You’re talking specifics about the approach of the cinematography and directing. That’s well and good and all, but in the larger discussion of people talking about whether or not it looks ‘cheap’ in comparison to the films, I think the budgetary information is a necessary disclaimer (whether it’s pertinent to your particular argument or not).
Yeah, I still don’t agree with this argument. I’ve seen garbage craft in horrendously expensive films, just as I’ve seen breathtaking cinematography in films made on the cheap - way cheaper than The Mandalorian’s budget per episode. And I do think the approach (division of work, if you will) does matter.
To be sure, there are some great looking shows (whether your talking about the mere production values or quality of the execution). But again, something like Mr. Robot would be apples and oranges to a show set in the Star Wars universe when it comes to my point, the budgetary limitations.
Yeah, if they made this show on a sitcom budget the CGI wouldn’t be there, but I’d still argue that it doesn’t matter in the context of knowing where to put the camera, or how to frame a shot to tell your story.
When you break it all down, it’s really just shooting drama we’re talking about.

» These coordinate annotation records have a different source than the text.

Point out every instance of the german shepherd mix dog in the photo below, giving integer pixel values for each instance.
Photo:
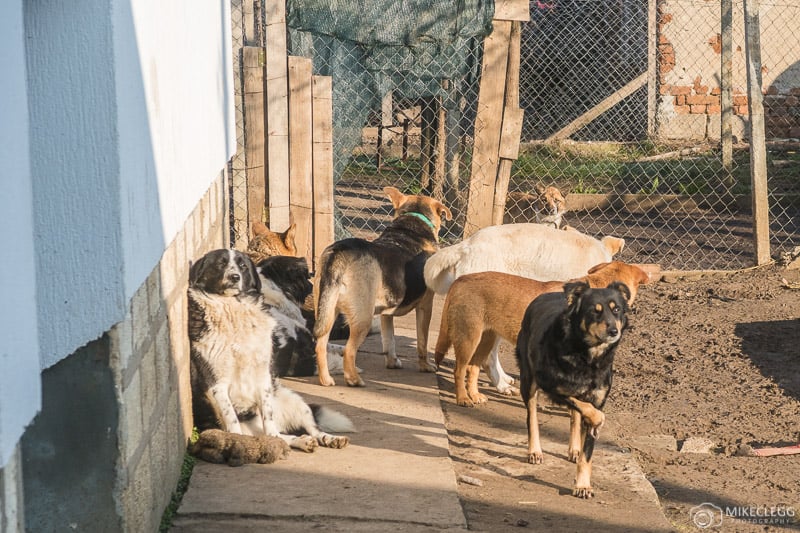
(234, 336)
(361, 279)
(482, 307)
(565, 348)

I’m a romantic this way, I guess 😃
Not that The Mandalorian is the worst thing ever or anything, mind you. Agree to disagree, either way.

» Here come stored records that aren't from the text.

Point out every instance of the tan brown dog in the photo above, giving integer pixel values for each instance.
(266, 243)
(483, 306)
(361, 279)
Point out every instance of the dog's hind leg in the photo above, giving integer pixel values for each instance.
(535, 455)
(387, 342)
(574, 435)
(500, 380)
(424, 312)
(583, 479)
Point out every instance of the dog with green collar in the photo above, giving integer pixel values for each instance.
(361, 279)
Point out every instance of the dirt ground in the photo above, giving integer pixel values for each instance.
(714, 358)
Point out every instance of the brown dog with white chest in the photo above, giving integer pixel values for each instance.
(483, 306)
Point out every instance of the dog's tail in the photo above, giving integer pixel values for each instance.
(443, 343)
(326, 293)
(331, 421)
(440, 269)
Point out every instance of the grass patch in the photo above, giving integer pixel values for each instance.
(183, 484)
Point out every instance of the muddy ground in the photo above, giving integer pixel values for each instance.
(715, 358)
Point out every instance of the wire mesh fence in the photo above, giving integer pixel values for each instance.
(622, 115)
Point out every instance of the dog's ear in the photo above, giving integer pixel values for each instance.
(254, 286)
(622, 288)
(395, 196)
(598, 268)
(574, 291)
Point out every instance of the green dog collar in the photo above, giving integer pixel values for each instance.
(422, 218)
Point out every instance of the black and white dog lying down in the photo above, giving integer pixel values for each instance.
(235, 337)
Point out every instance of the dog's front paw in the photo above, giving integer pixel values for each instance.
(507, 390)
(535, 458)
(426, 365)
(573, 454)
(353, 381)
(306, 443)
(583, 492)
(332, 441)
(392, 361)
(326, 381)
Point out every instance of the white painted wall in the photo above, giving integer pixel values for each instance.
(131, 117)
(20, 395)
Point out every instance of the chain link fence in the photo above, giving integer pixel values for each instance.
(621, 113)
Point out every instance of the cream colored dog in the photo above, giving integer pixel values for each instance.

You continue to argue your own argument separate from what I’m saying. There’s a lot of factors that go into how a film or TV show ‘looks.’ Cinematography is but one of those elements.
Obviously the approach is tied in with the budget. There are ways to manage on a shoestring budget. But the approach here is trying to follow the films, and that has an expensive appetite. We’re talking about an episode that visits multiple planets featuring exotic locales with sweeping landscape shots, dozens of sets, hundreds of extras and costumes, ship and speeder effects, CGI and puppeted creatures, and a prominent performance by a CG character.
I don’t know how many times I have to say that we’re talking about two different things. I am not merely discussing the directing/cinematography, I’m talking about the whole picture.